Doch die Märkte können nicht von
Liquidität allein leben. Da bedarf es schon eher eines Durchbruchs im
Handelsstreit, einer Stabilisierung der Einkaufsmanagerindizes für das
verarbeitende Gewerbe oder aber deutliche Anzeichen, dass die Regierungen
bereit sind, steuerliche Anreize zu schaffen.
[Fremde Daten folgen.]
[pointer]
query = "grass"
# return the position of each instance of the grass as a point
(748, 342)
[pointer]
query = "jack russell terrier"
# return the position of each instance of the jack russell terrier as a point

Unserer Ansicht nach haben die
Märkte immer noch etwas Bewegungsspielraum, doch angesichts der bestehenden
Risiken müssen wir uns auch darauf einstellen, dass uns eine beschwerliche Zeit
bevorsteht. Die politischen Risiken könnten jederzeit ohne Vorwarnung wieder
aufflammen, insbesondere die geopolitischen Risiken im Nahen Osten. Zudem endet
am 31. Oktober die Frist für den Brexit, dessen Ausgang weiterhin ungewiss
ist, und die USA wollen bis zum 13. November entscheiden, ob sie nun
europäische Autos mit Importzöllen in Höhe von bis zu 25 % belegen wollen
oder nicht.

Aktienmärkte

Aus der Angst heraus, eine durch
Liquidität angetriebene Rally zu verpassen, sind einige Anleger weiterhin stark
engagiert, doch letztendlich erhalten die Aktienmärkte eher durch die Gewinne Antrieb.
Angesichts der anstehenden Berichtssaison für das 3. Quartal bedeuten die
Abwärtskorrekturen, dass die bestehenden Erwartungen leicht zu erfüllen sind.
Die Erwartungen für 2019 könnten sich sogar als zu pessimistisch
herausstellen – die Konsenserwartungen für das Gewinnwachstum liegen für
die USA bei -1 %, für Europa bei +0,8 % und für die Schwellenländer
bei -6,7 %. Während die Zahlen für 2019 recht deutlich nach unten
korrigiert wurden, blieben die Erwartungen für 2020 nahezu unverändert, und damit
diese Zahlen tatsächlich erreicht werden, bedarf es einer deutlichen
Verbesserung des makroökonomischen Umfelds oder eines Durchbruchs im
Handelskonflikt.

Im vergangenen Monat, als für uns
noch nicht genug Klarheit in Bezug auf die Absichten der Zentralbanken bestand
und im Handelskonflikt zwischen den USA und China noch starke Spannungen
herrschten, haben wir einige Portfolios, für die dies zulässig ist, mit
Put-Optionen ausgestattet, um bei Bedarf einen Teil unseres europäischen und
US-amerikanischen Aktienexposures zu einem vorher vereinbarten Preis verkaufen
zu können. Wir ließen diese Optionen verfallen und nahmen an den zugrunde
liegenden Positionen keine Änderungen vor. Im Falle der Portfolios, für die ein
Kauf von Derivaten nicht zulässig ist, hatten wir das zugrunde liegende
Aktienexposure bereits veräußert und wir kauften es nun zurück (wie in der
Matrix dargestellt).

Auf Sektorebene haben wir alle
unsere sektorbezogenen Positionen glattgestellt. Im September war es zu einer
heftigen Stilrotation gekommen, bei der zyklische Werte und Value-Aktien
(hauptsächlich Finanzwerte) eine Outperformance gegenüber Growth-Aktien und
defensiven Werten erzielten. Diese Rotation scheint eher durch die
Zinssenkungen als durch die Entwicklungen im makroökonomischen Umfeld ausgelöst
worden zu sein. Die wichtigste Frage ist jedoch, ob der von der Anlegerstimmung
angetriebene Trend anhalten wird. Auf lange Sicht dürften die Fundamentaldaten
zwar dominieren, doch können sich die Anleger als sehr launisch zeigen. Daher ziehen
wir es vor, uns nicht so kurzsichtig zu positionieren.

Unsere Allokation in
festverzinslichen Anlagen beließen wir in diesem Monat unverändert, mit
Ausnahme des Verkaufs unserer Staatsanleihen mit kurzer Laufzeit, mit dem wir
unsere oben genannten Aktienkäufe finanzierten.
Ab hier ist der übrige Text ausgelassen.